Сегодня все было можно. Дух свободы веял над ратушной площадью Доннельфама. В том, как топорщились волосы на подбородке фрау Инги, как важно и заговорщицки подмигивал кельнер в пивной, гоняя по мокрому подносу серебро, – на всем чувствовалась печать вольномыслия. Даже строгие готические башенки приобрели вид неуловимо революционный. Еще чуть-чуть, казалось, и они склонятся к вольностям рококо и барокко.

Но Лиза и Хоакин этого не замечали. Чутче всех атмосферу города уловила Инцери. Она высунула нос из кармана стрелка и принюхалась.

– А здесь празднично, – заявила она.

– Разве?

– Точно-точно. Уж я-то знаю толк в праздниках. Я есть хочу.

– Я тоже проголодалась. – Лиза огляделась. – Может, заглянем в тот симпатичный погребок? С рыжим великаном на вывеске?

Хоакин возражать не стал. Погребок так погребок. Тяжелая дверь распахнулась. Путешественники нырнули в гостеприимный полумрак «Бородароссы».

За дверью остались тягучая августовская жара, пыль и раскаленные камни мостовой. «Бородаросса» встретил путешественников прохладой и уютом.

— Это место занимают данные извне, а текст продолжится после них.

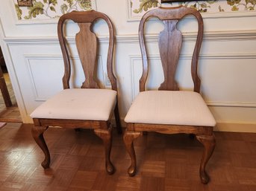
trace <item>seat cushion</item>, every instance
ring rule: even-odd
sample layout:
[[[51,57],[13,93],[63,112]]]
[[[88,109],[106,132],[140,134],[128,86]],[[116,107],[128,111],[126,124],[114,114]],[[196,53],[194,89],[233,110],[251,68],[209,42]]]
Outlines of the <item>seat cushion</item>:
[[[116,91],[108,89],[65,89],[31,114],[32,118],[107,120],[116,104]]]
[[[202,96],[193,91],[146,91],[139,94],[126,123],[214,126],[216,121]]]

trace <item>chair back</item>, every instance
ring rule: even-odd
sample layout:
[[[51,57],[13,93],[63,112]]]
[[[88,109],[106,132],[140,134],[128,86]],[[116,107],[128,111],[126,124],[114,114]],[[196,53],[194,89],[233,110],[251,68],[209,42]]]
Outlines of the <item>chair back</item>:
[[[194,91],[200,91],[200,79],[197,74],[197,65],[200,48],[203,37],[203,20],[199,11],[185,7],[159,7],[145,13],[140,20],[139,39],[143,57],[143,74],[140,80],[140,91],[145,91],[145,84],[149,73],[148,53],[145,45],[144,25],[150,17],[154,16],[162,20],[164,29],[159,34],[158,45],[163,65],[164,81],[159,90],[179,90],[175,80],[175,74],[179,59],[182,34],[177,29],[177,23],[187,15],[193,15],[198,21],[198,35],[191,63],[191,75],[194,82]]]
[[[57,35],[64,60],[64,75],[63,77],[63,88],[69,88],[71,65],[66,41],[63,35],[63,24],[70,19],[76,22],[80,31],[75,36],[75,43],[79,58],[85,75],[85,81],[81,88],[98,88],[99,84],[94,79],[97,63],[98,39],[92,31],[93,23],[99,19],[104,19],[109,28],[109,46],[107,57],[107,76],[112,85],[112,89],[116,90],[116,79],[113,74],[113,53],[114,46],[114,29],[110,19],[104,13],[95,11],[73,11],[60,16],[57,24]]]

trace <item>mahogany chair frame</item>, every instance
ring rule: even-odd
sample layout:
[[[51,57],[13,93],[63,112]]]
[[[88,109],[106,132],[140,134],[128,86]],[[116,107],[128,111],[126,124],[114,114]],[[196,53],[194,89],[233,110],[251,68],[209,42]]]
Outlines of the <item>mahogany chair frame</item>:
[[[191,74],[194,83],[193,91],[199,93],[200,79],[197,74],[197,68],[203,37],[203,20],[199,12],[194,9],[184,7],[172,8],[159,7],[147,12],[141,19],[139,27],[139,39],[143,58],[143,74],[140,80],[140,91],[145,91],[145,85],[149,73],[148,56],[143,34],[144,24],[152,16],[157,17],[164,24],[164,29],[160,33],[158,42],[163,69],[164,81],[158,90],[179,90],[178,84],[175,80],[175,74],[181,48],[182,36],[181,32],[176,28],[176,25],[180,19],[187,15],[194,16],[199,23],[198,36],[192,58]],[[170,33],[172,35],[172,38],[170,37]],[[202,182],[207,184],[209,181],[209,176],[205,171],[205,166],[213,152],[216,143],[213,128],[213,126],[128,123],[123,138],[126,149],[131,158],[131,165],[128,169],[128,175],[133,176],[136,173],[137,162],[133,142],[135,138],[142,135],[142,132],[156,132],[163,134],[193,134],[196,135],[196,138],[205,147],[199,172]]]
[[[97,39],[92,31],[92,25],[97,19],[104,19],[109,28],[109,47],[107,59],[107,75],[111,83],[112,89],[117,91],[116,79],[113,72],[113,54],[114,48],[114,28],[110,19],[104,13],[90,11],[73,11],[63,15],[57,24],[57,35],[60,41],[61,51],[64,61],[64,75],[63,77],[63,88],[70,88],[69,80],[71,75],[71,65],[69,56],[63,35],[63,24],[66,20],[70,19],[78,23],[80,31],[76,34],[75,42],[78,51],[79,57],[82,64],[83,70],[86,77],[81,88],[99,88],[99,85],[95,81],[93,74],[97,61]],[[118,110],[117,97],[116,104],[113,111],[115,115],[117,132],[122,133],[119,114]],[[43,133],[49,126],[61,126],[69,129],[93,129],[94,132],[102,139],[105,149],[105,166],[107,172],[110,175],[115,171],[114,166],[110,161],[110,151],[112,144],[112,127],[111,120],[65,120],[65,119],[42,119],[34,118],[34,126],[32,128],[32,135],[38,146],[45,154],[45,159],[41,165],[44,169],[49,168],[50,164],[50,153],[43,137]]]

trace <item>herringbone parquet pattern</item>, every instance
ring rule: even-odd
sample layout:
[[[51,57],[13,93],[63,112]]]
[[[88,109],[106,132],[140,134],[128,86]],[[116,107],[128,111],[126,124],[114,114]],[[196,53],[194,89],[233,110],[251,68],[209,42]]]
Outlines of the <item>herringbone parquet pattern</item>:
[[[44,170],[31,125],[8,123],[0,130],[0,190],[30,191],[255,191],[256,134],[216,132],[207,166],[211,180],[200,183],[202,146],[186,135],[149,133],[135,141],[138,172],[129,177],[122,136],[114,132],[113,175],[104,170],[102,140],[93,132],[51,128],[45,137],[51,154]]]

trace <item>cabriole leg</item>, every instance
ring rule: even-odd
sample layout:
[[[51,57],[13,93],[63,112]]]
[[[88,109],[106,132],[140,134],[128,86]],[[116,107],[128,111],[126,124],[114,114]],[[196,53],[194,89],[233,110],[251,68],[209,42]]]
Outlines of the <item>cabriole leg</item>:
[[[115,107],[114,114],[115,114],[115,120],[116,120],[116,126],[117,132],[118,134],[122,134],[122,126],[121,126],[121,122],[120,122],[119,111],[118,111],[117,103]]]
[[[203,184],[207,184],[210,178],[205,172],[205,166],[215,148],[215,137],[212,135],[196,135],[196,138],[204,145],[205,149],[200,164],[200,178]]]
[[[45,154],[45,160],[41,163],[41,165],[44,169],[49,168],[51,162],[50,152],[43,137],[43,133],[47,129],[48,127],[46,126],[33,126],[31,129],[32,136],[34,140]]]
[[[141,132],[125,131],[123,137],[126,150],[128,152],[131,160],[131,164],[128,169],[129,176],[134,176],[136,174],[137,161],[134,146],[134,140],[141,135]]]

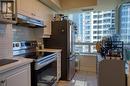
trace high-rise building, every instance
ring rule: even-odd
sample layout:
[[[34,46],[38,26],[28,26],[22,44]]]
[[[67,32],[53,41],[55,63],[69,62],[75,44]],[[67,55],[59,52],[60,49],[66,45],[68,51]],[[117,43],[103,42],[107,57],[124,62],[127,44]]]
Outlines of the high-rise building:
[[[120,34],[125,43],[130,43],[130,3],[121,5]]]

Тем самым патриархальным уютом, которого безуспешно добивались цирконские трактиры.

Крепкая деревянная лестница вела в общий зал. Плотник, ее сколотивший, хватил через край в своем увлечении осадной техникой. Лестница вышла – хоть сейчас строй баррикады и воюй. Прямое попадание из катапульты она бы пережила.

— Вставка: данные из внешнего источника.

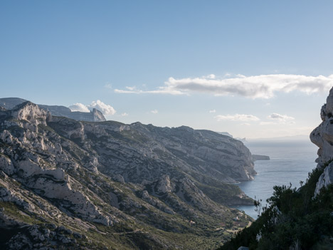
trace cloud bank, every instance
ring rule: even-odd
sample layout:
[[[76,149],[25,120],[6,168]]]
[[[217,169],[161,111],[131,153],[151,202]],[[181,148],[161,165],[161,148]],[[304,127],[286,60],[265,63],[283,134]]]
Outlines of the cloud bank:
[[[104,115],[115,115],[116,110],[113,108],[112,106],[105,104],[103,102],[97,100],[96,101],[92,101],[91,104],[85,105],[83,103],[75,103],[68,107],[72,111],[80,111],[80,112],[90,112],[93,108],[95,108]]]
[[[250,122],[250,121],[256,121],[259,120],[260,119],[253,115],[216,115],[214,117],[218,121],[221,122],[222,120],[232,120],[232,121],[238,121],[240,120],[243,122]]]
[[[175,79],[169,78],[164,86],[155,90],[142,90],[135,87],[115,89],[115,93],[136,94],[189,95],[205,93],[214,95],[240,95],[250,98],[270,98],[276,93],[300,91],[308,95],[327,92],[333,85],[333,75],[308,76],[273,74],[245,76],[226,75],[218,79],[215,75],[199,78]]]

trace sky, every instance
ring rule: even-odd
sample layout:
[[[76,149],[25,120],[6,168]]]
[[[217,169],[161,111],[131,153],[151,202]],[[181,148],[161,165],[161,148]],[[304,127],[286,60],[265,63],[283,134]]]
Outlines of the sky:
[[[0,98],[236,137],[308,135],[332,1],[0,1]]]

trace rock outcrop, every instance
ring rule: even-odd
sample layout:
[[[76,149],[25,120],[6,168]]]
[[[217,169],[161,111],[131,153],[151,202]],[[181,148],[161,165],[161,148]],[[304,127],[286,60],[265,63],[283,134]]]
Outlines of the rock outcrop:
[[[320,189],[333,183],[333,88],[320,110],[322,123],[310,134],[310,140],[318,146],[317,168],[324,168],[324,172],[317,183],[314,194]]]
[[[252,160],[254,162],[256,160],[270,160],[270,158],[268,155],[252,155]]]
[[[204,230],[233,225],[226,205],[253,202],[228,183],[255,174],[249,150],[228,136],[81,122],[20,103],[0,110],[0,248],[208,247],[226,236]]]
[[[0,108],[11,110],[16,105],[27,101],[27,100],[17,98],[0,98]],[[55,116],[63,116],[76,120],[85,120],[88,122],[102,122],[106,120],[102,112],[95,108],[92,109],[90,113],[85,113],[79,111],[72,112],[70,109],[64,106],[42,104],[38,104],[38,105]]]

Хоакин спустился в зал. Погребок дышал основательностью. На столах могли гарцевать буцефалы и першероны. Бойницы в стойке с бочонками располагались так, что позволяли держать под обстрелом весь зал. На стенах висели гравюры с изображением могучих крепостей. В углах красовались щиты и знамена.

Вы спросите, кто же заглядывал в кабачок? Очень и очень многие. Посетителей всегда хватало. Например, заседания «Доннельфамского фортификационного Клуба» всегда проходили в «Бородароссе».